They noticed me however and Aro's eyes crinkled in amusement at the sight of me. A second later I heard his voice in my head, '_Edward my boy, what a pleasant surprise. Come say hello and tell me how you've been.'_ You didn't disobey the Volturi even if they seemed to be on a vacation and so I was instantly next to them. I was wary of Jane at first before Aro gripped her hand in warning, "we wouldn't want to disappoint our host now would we dear Jane?" he spoke quietly, "I believe she made it quite clear what was allowed." She trembled in his hold but didn't look at me and I relaxed. Who on earth had the power to order around both Aro and Jane and live, let alone actually have them listen?! I was certain there no other vampires in the area save for my family and the two before me. That they would listen to a human seemed unlikely so perhaps a vampire who didn't want disturbance in the city, a large coven probably to be able to hold against these two. I didn't care much though, it wasn't my problem.

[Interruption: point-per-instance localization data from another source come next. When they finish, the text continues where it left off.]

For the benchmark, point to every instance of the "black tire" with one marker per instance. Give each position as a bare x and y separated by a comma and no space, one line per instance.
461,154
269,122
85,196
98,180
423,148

"What brings you into such a popular area tonight, Aro?" I asked casually as I probed through his thoughts, finding nothing of use. I saw him speaking with a vague shape for a few moments though for some reason I couldn't make out their face. Her voice was muddled as well and I couldn't place it but she spoke with authority yet in a kind tone as if she knew they had no choice but to listen to her. Amazing, how could she be so confident speaking to one of the Volturi heads as well as Jane without so much as flinching.

"Here to see and old friend," he answered with a grin. Again I got the feeling there was something I missed and as I looked at the smug smile on Jane's face it confirmed my suspicions. "Hmm," I nodded my head, feigning disinterest though this curiosity was killing me.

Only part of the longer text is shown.